Esa noche el desconocido de la iglesia de San Rafael entró en la iglesia de San Tadeo, en la colonia Kino, un barrio que crecía entre los matorrales y las colinas de suaves pendientes del suroeste de Santa Teresa. Al judicial Juan de Dios Martínez lo llamaron a las doce de la noche. Estaba viendo la tele y después de colgar el teléfono recogió los platos sucios de la mesa y los puso en el fregadero. Del cajón de la mesita de noche sacó su pistola y el retrato robot, que tenía doblado en cuatro partes, y bajó caminando por las escaleras hasta el garaje en donde estaba su Chevy Astra de color rojo. Cuando llegó a la iglesia de San Tadeo unas mujeres estaban sentadas en la escalinata de adobe. No eran muchas. En el interior de la iglesia vio al judicial José Márquez que interrogaba al cura. Le preguntó a un policía si había venido ya la ambulancia. El policía lo miró con una sonrisa y le dijo que no había heridos. ¿Qué chingados es todo esto? Los dos tipos de la policía científica trataban de encontrar huellas en una imagen de Cristo que estaba junto al altar, en el suelo. Esta vez el loco no le ha hecho daño a nadie, le dijo José Márquez cuando se desocupó del cura. Quiso saber qué había pasado. Un pendejo drogado apareció a eso de las diez de la noche, dijo Márquez. Llevaba una navaja o un cuchillo.

Se sentó en los últimos bancos. Allí. En los más oscuros.

Una vieja lo oyó llorar. El tipo no sé si lloraba de tristeza o de placer. Se estaba meando. Entonces la vieja fue a llamar al cura y el tipo saltó y se puso a destrozar las figuras. Un Cristo, una Guadalupana y un par de santos más. Después se marchó. ¿Y eso es todo?, dijo el judicial Juan de Dios Martínez. No hay nada más, dijo Márquez. Durante un rato ambos estuvieron hablando con los testigos. La descripción del agresor coincidía con el de la iglesia de San Rafael. Le mostró al cura el retrato robot. El cura era muy joven y parecía muy cansado, pero no por lo sucedido aquella noche sino por algo que se arrastraba desde hacía años. Se parece, dijo el cura sin darle importancia.

La iglesia olía a incienso y a orina. Los pedazos de yeso esparcidos por el suelo le recordaron una película, pero no supo cuál.

Con la punta del pie movió uno de los fragmentos, parecía el trozo de una mano y estaba empapado. ¿Te has dado cuenta?, le dijo Márquez. ¿Qué?, dijo Juan de Dios Martínez. Ese cabrón debe de tener una vejiga monstruosa. O se aguanta todo lo que puede y espera hasta estar dentro de una iglesia para soltarlo.

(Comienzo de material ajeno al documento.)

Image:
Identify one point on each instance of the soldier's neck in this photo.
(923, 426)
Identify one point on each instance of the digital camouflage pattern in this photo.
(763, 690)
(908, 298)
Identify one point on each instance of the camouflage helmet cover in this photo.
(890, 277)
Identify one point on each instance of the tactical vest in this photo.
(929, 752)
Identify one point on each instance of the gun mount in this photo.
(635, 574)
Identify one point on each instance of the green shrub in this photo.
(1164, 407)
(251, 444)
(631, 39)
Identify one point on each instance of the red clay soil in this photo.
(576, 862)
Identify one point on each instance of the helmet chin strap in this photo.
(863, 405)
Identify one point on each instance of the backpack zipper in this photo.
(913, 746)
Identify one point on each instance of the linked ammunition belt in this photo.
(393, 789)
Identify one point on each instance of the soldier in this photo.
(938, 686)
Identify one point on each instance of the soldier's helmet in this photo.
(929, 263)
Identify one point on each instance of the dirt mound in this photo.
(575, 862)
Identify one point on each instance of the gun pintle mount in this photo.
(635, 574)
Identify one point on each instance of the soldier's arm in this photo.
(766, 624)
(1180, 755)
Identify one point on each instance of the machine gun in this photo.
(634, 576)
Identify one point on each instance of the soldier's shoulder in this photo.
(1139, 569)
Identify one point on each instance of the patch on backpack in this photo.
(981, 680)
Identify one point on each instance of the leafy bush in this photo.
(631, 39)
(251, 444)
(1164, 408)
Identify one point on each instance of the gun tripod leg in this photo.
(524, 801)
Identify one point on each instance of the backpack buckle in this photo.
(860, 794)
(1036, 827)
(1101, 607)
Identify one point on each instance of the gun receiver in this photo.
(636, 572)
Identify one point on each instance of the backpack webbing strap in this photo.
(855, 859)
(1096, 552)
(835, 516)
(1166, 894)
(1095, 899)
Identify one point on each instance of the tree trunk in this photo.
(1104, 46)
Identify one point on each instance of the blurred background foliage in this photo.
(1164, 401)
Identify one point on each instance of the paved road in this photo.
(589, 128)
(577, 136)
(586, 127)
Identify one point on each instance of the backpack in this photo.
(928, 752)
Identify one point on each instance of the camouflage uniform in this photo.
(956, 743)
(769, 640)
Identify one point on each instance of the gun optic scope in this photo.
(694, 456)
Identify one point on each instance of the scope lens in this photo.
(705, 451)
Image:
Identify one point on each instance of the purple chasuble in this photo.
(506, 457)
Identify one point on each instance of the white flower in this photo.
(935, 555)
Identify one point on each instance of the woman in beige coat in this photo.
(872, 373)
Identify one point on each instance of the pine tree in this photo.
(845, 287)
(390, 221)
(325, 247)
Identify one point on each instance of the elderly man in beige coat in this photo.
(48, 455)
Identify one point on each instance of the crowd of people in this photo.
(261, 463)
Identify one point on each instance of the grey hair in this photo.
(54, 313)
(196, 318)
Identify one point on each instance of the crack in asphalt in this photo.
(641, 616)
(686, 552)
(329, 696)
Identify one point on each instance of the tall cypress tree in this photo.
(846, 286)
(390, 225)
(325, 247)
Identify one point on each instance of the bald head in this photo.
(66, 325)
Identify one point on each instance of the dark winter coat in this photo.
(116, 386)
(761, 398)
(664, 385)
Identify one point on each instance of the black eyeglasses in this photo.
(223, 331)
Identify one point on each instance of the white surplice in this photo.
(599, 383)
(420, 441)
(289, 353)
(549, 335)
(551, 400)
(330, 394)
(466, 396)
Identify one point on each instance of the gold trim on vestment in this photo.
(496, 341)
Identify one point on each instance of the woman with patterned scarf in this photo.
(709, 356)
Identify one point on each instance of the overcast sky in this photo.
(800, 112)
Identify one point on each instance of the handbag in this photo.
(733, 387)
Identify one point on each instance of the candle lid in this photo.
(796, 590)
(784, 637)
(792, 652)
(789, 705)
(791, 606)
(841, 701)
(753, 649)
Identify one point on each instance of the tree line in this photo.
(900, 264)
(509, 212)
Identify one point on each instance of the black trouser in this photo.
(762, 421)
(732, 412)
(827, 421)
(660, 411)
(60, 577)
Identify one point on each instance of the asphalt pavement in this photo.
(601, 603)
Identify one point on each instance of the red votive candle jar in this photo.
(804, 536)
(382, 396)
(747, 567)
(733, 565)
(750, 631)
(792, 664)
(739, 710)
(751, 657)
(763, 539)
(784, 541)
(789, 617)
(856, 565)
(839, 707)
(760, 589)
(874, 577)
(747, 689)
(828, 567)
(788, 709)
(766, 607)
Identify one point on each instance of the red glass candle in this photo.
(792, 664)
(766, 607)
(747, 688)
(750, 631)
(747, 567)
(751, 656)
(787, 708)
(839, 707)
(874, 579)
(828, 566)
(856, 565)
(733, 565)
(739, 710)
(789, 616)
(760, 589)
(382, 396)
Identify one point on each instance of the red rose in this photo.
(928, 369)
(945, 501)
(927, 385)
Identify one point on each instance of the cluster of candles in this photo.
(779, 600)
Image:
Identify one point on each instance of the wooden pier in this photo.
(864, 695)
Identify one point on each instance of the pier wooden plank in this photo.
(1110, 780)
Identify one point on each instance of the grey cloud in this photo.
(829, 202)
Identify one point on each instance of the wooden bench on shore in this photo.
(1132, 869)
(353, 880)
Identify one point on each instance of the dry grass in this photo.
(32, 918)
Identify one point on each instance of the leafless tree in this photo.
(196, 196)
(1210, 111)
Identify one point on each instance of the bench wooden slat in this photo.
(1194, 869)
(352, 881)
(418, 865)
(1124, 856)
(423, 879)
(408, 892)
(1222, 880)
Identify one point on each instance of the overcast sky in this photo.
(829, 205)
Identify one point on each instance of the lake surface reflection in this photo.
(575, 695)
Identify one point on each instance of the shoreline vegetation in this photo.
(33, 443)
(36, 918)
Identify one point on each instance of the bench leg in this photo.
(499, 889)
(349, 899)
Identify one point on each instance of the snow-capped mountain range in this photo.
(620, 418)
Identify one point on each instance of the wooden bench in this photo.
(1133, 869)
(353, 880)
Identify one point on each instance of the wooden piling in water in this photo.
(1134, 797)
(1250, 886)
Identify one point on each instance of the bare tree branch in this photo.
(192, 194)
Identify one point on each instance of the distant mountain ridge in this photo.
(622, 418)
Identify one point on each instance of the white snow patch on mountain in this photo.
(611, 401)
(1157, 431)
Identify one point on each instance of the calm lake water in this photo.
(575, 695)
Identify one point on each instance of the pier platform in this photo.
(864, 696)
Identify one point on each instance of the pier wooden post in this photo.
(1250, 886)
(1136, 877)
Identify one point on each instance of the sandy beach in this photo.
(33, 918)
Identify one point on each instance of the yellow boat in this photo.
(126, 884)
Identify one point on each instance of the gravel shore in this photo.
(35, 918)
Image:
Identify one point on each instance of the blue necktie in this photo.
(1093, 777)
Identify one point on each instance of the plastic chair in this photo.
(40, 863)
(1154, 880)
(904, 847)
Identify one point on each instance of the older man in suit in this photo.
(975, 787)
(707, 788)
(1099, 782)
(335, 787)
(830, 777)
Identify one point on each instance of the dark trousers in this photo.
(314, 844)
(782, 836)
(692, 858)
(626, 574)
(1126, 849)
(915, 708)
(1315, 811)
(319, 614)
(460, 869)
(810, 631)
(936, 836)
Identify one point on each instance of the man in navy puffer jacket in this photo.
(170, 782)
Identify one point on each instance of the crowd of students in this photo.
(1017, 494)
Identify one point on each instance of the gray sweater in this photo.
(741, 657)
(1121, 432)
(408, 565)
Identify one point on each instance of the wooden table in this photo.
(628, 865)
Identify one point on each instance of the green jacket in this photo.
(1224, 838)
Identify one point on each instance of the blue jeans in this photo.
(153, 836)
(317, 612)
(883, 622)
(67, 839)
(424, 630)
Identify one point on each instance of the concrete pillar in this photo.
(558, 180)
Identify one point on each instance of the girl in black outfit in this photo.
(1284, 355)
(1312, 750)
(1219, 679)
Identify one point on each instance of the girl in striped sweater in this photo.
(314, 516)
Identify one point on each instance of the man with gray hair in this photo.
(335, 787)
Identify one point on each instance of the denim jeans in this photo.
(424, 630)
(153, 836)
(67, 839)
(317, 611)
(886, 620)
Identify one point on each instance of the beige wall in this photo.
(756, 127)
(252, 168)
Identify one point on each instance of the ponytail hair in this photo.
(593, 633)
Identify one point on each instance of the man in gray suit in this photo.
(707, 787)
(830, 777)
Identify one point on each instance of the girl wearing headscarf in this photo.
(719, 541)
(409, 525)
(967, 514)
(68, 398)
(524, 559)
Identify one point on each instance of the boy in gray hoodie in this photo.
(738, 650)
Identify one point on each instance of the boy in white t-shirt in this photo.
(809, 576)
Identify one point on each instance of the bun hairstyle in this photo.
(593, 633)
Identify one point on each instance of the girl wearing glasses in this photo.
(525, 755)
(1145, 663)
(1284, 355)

Cuando salió vio a algunos periodistas del Heraldo del Norte y La Tribuna de Santa Teresa que hablaban con los curiosos.

Echó a caminar por las calles aledañas a la iglesia de San Tadeo. Allí no olía a incienso aunque el aire, en ocasiones, parecía salir directamente de una poza séptica. El alumbrado público apenas cubría algunas calles. Nunca antes he estado aquí, se dijo Juan de Dios Martínez. Al final de una calle divisó la sombra de un gran árbol. Era un simulacro de plaza y el árbol era lo único que en aquel semicírculo baldío guardaba cierta semejanza con un espacio público. Alrededor de él los vecinos habían construido, aprisa y sin maña, unos bancos para tomar el fresco. Aquí hubo un poblado de indios, recordó el judicial.

Un policía que había vivido en la colonia se lo había dicho. Se dejó caer sobre un banco y observó la imponente sombra del árbol que se recortaba amenazante sobre el cielo estrellado.